Biological and biochemical studies on the effect of different quercetin levels of toxic dietary acrylamide on rats

Document Type : Original Article


1 Department of Field Studies and Survey- National Nutrition Institute, Cairo, Egypt

2 Department of Clinical Nutrition- National Nutrition Institute, Cairo, Egypt


Quercetin is a flavonoid that is present in many different foods.
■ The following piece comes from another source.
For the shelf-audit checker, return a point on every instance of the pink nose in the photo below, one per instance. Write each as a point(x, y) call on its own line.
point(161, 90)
Quercetin has several health advantages, including improved non-communicable diseases. Acrylamide can be produced by the Maillard reaction of amino acid and reducing sugars. As a result, the effects of varying amounts of quercetin on the harmful effect of toxic dietary acrylamide were studied. Forty male albino rats (Sprague Dawley) have been split into five groups (eight rats each), and every group was fed an experimental diet for 28 days. The negative control group was given only a baseline diet, whereas the positive control group was intake both a baseline diet and 4 μg/kg body weight (BW) of acrylamide each day. Groups 2, 3, and 4 were fed a basal diet comprising of 4 μg kg/BW each day of acrylamide with 50, 100, and 200 mg of quercetin powder/kg BW/day. The results showed that treatment with acrylamide alone significantly, (p≤ 0.05) decreased the relative body weight; feed efficiency ratio (FER), feed intake and increased tested relative organs weight. In addition, the results revealed that the positive control group had an inhibitory impact on butyrylcholinesterase, lactate dehydrogenase activity, the immunity index, an increase in malondialdehyde activities, and the harmful effect on the histological structure of the rats' liver and brain. Whereas treatment with different levels of quercetin significantly improved all tested parameters especially, at a high dose of quercetin (200 mg). For that, adding quercetin or their dietary sources in fried meals may be significant to reduce hazardous acrylamide.